Il tema della fragilità è stato affrontato a Loreto, con una testimonianza personale, anche da Paola Bignardi, già presidente dell'Azione cattolica italiana. «Il dono più importante che mi ha fatto la malattia è il credere che la grazia, che gli altri chiedevano per me, non era la guarigione, ma il vivere nell'abbandono al Signore, il continuare a credere nel suo amore, a vivere dentro di esso». La Bignardi ha poi ricordato come Giovanni Paolo II, sette anni fa, proprio a Loreto abbia compiuto il suo ultimo pellegrinaggio. Anche da malato, Papa Wojtyła «è stato fedele fino alla fine alla missione che il Signore gli aveva affidato», insegnando «come si attraversa la malattia continuando a vivere, come si muore vivendo».

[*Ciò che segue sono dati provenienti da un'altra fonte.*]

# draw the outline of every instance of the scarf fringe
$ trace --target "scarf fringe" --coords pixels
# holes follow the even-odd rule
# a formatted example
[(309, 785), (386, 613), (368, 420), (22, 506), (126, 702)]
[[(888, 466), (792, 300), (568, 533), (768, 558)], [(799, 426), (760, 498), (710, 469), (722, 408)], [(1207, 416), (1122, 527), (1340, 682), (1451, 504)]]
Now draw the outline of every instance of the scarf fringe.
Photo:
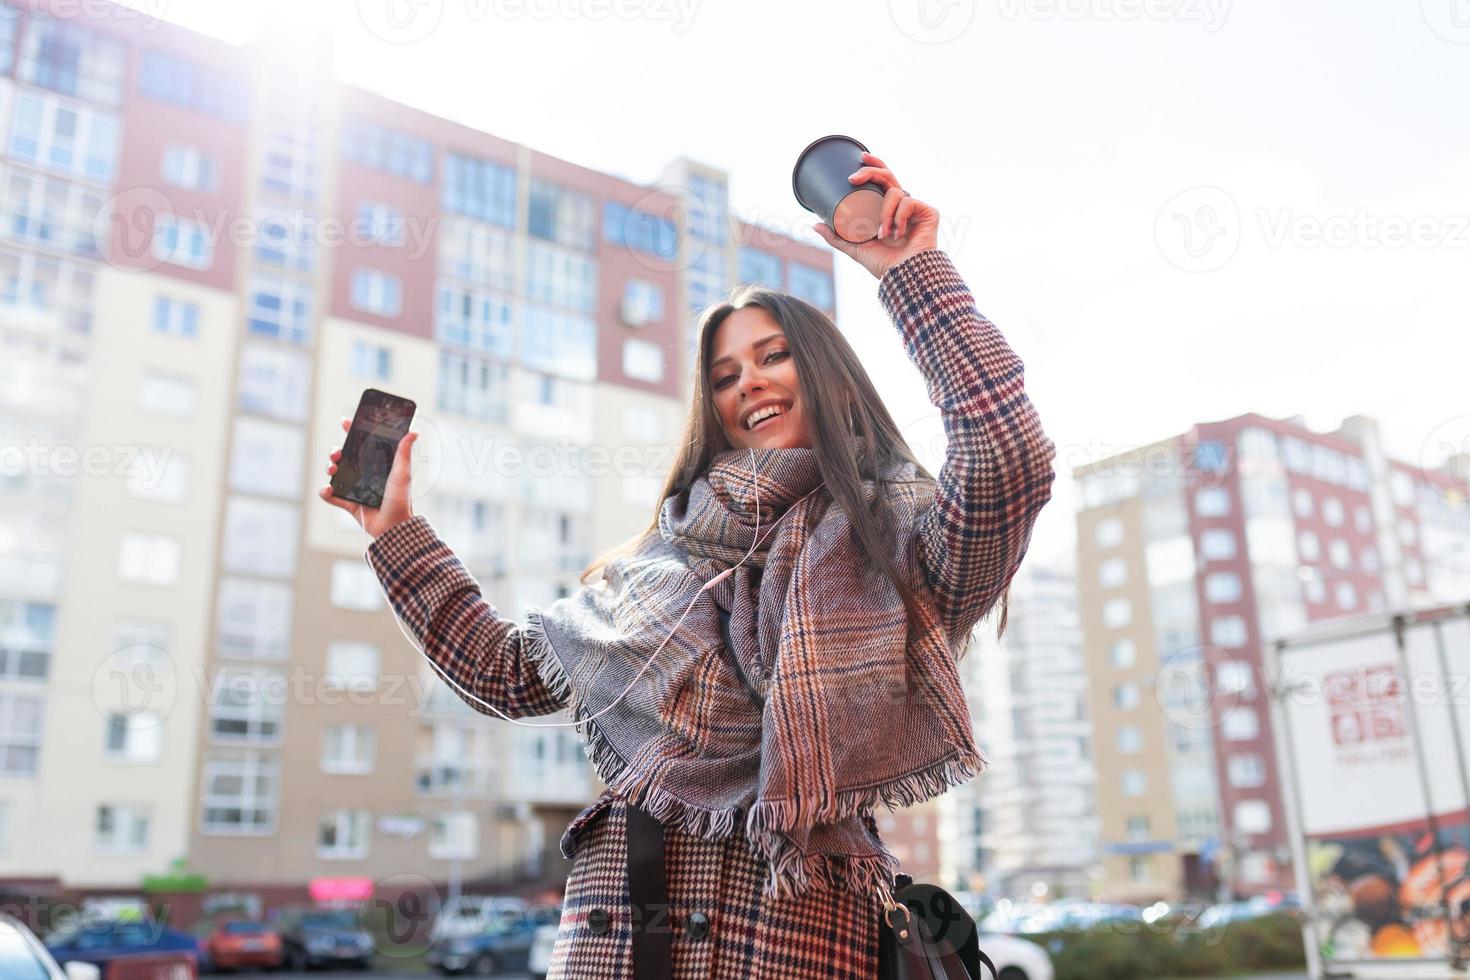
[(634, 806), (647, 810), (666, 827), (675, 827), (705, 840), (723, 840), (740, 827), (740, 807), (702, 807), (653, 785), (647, 776), (624, 770), (626, 779), (609, 788)]
[(989, 763), (980, 753), (963, 753), (918, 769), (899, 779), (889, 780), (867, 789), (846, 790), (837, 794), (831, 813), (804, 814), (796, 801), (757, 800), (746, 816), (745, 826), (752, 833), (796, 830), (813, 822), (835, 823), (872, 810), (879, 803), (896, 810), (931, 800), (953, 786), (974, 779)]
[(572, 681), (562, 669), (561, 661), (557, 659), (551, 638), (546, 635), (546, 623), (541, 619), (540, 609), (526, 610), (526, 625), (521, 629), (521, 636), (521, 652), (536, 665), (541, 683), (546, 685), (552, 697), (558, 700), (570, 699), (573, 696)]
[(762, 834), (753, 843), (770, 869), (762, 886), (769, 898), (799, 898), (813, 884), (876, 895), (880, 888), (892, 889), (899, 870), (898, 858), (881, 845), (876, 854), (857, 856), (806, 853), (780, 834)]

Sul compito che attende il cristiano di fronte alle circostanze attuali si è soffermato l'arcivescovo Giuseppe Bertello, nunzio apostolico in Italia, che dal 1° ottobre assumerà l'incarico di presidente del Governatorato dello Stato della Città del Vaticano. Per il presule, bisogna superare «l'individualismo imperante, culturale e pratico del nostro tempo, il “Faccio quello che mi pare” che si scontra con il sentimento di Gesù». In proposito Bertello ha citato l'esempio di madre Teresa di Calcutta per la quale «la peggiore malattia dell'Occidente non è la tubercolosi o la lebbra, ma il non sentirsi amati e desiderati, il sentirsi abbandonati». Infatti, «la società attuale con la sua ricerca di godimento sfrenato e di avere tutto e subito, con il suo consumismo spasmodico, che ci sollecita a saziare anche le esigenze più marginali, ci lascia quasi sempre insoddisfatti, con il cuore amareggiato, con un vuoto interiore».
Sulla stessa linea anche l'omelia pronunciata dal cardinale arcivescovo di Palermo, Paolo Romeo, durante la messa presieduta, nel pomeriggio di lunedì 5, nella cattedrale di San Ciriaco ad Ancona. «La comunità ecclesiale ha il dovere, oggi più che mai, di assumere con delicatezza e discrezione quello stile eucaristico della raccolta dei pezzi avanzati nell'umanità della gente». Il porporato si è soffermato, infatti, sulle «tante forme di fame» dell'uomo, e sullo «stile eucaristico» di Gesù, che «si appassiona tanto alla nostra fame da svelarla per quella che è veramente: bisogno di salvezza». E commentando l'episodio evangelico della moltiplicazione dei pani e dei pesci, così come viene narrato da Giovanni, il cardinale ha fatto notare che «anche nell'Eucaristia Gesù si appassiona ancora della fame dell'uomo», che non è mai soltanto una fame «materiale», ma è «fame di futuro, di salute, di felicità, di vita, di pace, di giustizia, di superamento delle discriminazioni, di vittoria sulle povertà, di dignità e di rispetto della persona».